駅長が「もうエンジニアたちが徹底的に調べたのだ」というのも聞かずに、白駅員たちは勝手に、問題の車両に乗り込み、聞いたこともないような掛け声をあげて、奇怪な機器を振り回していた。駅長たちは呆れながら見ていたが、10 分もしないうちに、白駅員が叫んだ。「これだ!」

異常の原因が明らかになったというのだ。白駅員が駅長たちを車両に呼んだ。

「これを見てください」と白駅員は乗降ドアの上の電光掲示板をさし示した。「実際に運行中のときのプログラムのまま、案内が流れるようにしてもらいましょう」 電光掲示板に「次は東京」と表示され、次の瞬間、「反対側のドアが開きます」に切り替わった。

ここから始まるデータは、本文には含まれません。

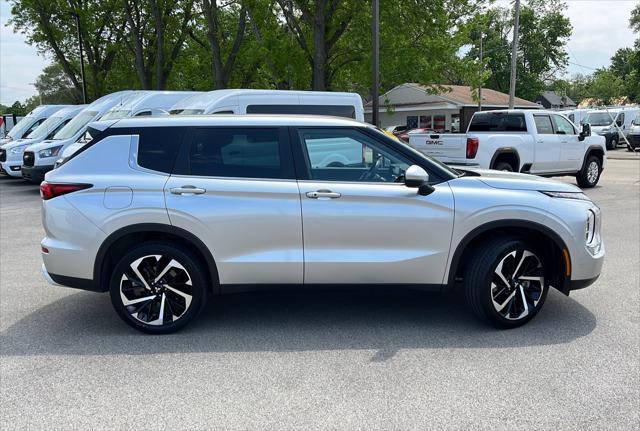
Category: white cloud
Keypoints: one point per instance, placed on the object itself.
(600, 28)
(20, 63)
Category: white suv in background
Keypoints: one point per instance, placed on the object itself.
(166, 212)
(11, 153)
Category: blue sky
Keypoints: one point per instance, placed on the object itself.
(600, 27)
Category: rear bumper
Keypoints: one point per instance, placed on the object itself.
(73, 282)
(35, 174)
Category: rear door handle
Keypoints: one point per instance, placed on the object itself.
(323, 194)
(187, 190)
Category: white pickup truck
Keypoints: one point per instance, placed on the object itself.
(531, 141)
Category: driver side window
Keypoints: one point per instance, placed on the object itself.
(349, 155)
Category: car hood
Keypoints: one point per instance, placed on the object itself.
(515, 181)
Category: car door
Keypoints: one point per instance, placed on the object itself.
(361, 224)
(547, 145)
(571, 148)
(235, 189)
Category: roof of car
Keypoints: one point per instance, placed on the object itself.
(238, 120)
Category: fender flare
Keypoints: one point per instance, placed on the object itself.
(590, 150)
(153, 228)
(506, 150)
(473, 234)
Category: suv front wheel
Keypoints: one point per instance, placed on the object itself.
(505, 282)
(158, 288)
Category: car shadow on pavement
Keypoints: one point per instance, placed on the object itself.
(387, 321)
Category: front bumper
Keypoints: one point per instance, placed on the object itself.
(35, 174)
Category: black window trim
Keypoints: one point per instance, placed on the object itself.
(553, 123)
(181, 166)
(437, 175)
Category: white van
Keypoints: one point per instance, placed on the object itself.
(612, 123)
(38, 159)
(11, 153)
(148, 103)
(29, 123)
(246, 101)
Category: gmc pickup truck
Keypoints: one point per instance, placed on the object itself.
(538, 142)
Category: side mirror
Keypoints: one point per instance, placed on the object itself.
(416, 177)
(586, 131)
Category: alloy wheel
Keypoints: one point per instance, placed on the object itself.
(156, 289)
(517, 285)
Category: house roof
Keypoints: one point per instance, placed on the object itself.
(555, 99)
(457, 95)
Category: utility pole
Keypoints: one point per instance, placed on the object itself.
(84, 83)
(375, 36)
(514, 55)
(482, 65)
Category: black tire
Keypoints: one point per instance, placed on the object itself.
(503, 166)
(181, 293)
(587, 177)
(484, 290)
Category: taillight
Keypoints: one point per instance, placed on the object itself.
(52, 190)
(472, 147)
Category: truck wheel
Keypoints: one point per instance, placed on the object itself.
(590, 174)
(503, 166)
(505, 284)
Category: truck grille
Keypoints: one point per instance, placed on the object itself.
(28, 158)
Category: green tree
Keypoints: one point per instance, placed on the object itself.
(55, 87)
(544, 32)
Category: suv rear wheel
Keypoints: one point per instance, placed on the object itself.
(158, 288)
(504, 284)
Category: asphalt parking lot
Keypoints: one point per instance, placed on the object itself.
(332, 360)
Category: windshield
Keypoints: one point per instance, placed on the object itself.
(22, 125)
(45, 128)
(600, 118)
(115, 115)
(187, 111)
(75, 125)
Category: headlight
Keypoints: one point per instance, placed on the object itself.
(18, 150)
(568, 195)
(49, 152)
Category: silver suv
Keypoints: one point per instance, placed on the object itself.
(163, 213)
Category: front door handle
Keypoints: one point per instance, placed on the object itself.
(323, 194)
(187, 190)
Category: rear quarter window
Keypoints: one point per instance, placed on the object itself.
(158, 147)
(498, 122)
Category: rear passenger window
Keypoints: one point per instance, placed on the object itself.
(543, 124)
(497, 122)
(239, 153)
(158, 147)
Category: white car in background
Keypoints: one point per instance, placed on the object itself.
(246, 101)
(11, 153)
(30, 122)
(613, 124)
(536, 142)
(145, 104)
(38, 159)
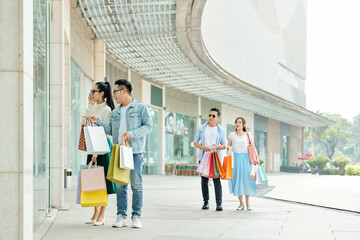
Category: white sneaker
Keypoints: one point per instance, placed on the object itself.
(136, 222)
(120, 222)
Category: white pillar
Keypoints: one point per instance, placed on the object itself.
(99, 60)
(57, 104)
(162, 134)
(16, 77)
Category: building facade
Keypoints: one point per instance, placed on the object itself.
(247, 58)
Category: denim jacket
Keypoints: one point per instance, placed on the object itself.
(200, 138)
(138, 124)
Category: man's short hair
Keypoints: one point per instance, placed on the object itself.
(216, 110)
(125, 83)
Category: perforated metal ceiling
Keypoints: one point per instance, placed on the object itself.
(142, 34)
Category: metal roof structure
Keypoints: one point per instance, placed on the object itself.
(162, 41)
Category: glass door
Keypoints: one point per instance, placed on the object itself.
(41, 163)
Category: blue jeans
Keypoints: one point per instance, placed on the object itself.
(136, 187)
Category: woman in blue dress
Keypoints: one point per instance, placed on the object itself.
(241, 184)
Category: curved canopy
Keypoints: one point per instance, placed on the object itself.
(162, 41)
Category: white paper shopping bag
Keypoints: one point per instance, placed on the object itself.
(96, 142)
(126, 160)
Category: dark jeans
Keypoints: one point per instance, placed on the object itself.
(205, 189)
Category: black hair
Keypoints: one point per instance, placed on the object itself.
(106, 88)
(243, 121)
(125, 83)
(216, 110)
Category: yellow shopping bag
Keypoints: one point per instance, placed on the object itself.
(116, 174)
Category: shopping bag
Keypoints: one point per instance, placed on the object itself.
(252, 152)
(258, 176)
(116, 174)
(93, 199)
(126, 160)
(78, 192)
(253, 172)
(264, 179)
(82, 144)
(227, 167)
(203, 162)
(93, 179)
(212, 166)
(218, 163)
(96, 141)
(216, 168)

「これです! さあ、急いで反対側のドアを見てください!」

駅長は振り返って反対側のドアの上の掲示板に目を向け、思わず「あっ」と叫んだ。なぜならそこにも「反対側のドアが開きます」と記されていたから。

そして、これを見た瞬間、駅長はもう一度、反対側の掲示板を見ずにはいられなかった。

「反対側のドアが開きます」

そして、駅長は反対側を見た。

「反対側のドアが開きます」

頭の中で「反対側のドアが開きます」がぐるぐると回り出し、駅長は「ま、真ん中のドア」とうわごとのように繰り返しながら、ふらふらと車両を連結するドアのほうに歩いていき、隣の車両に姿を消した。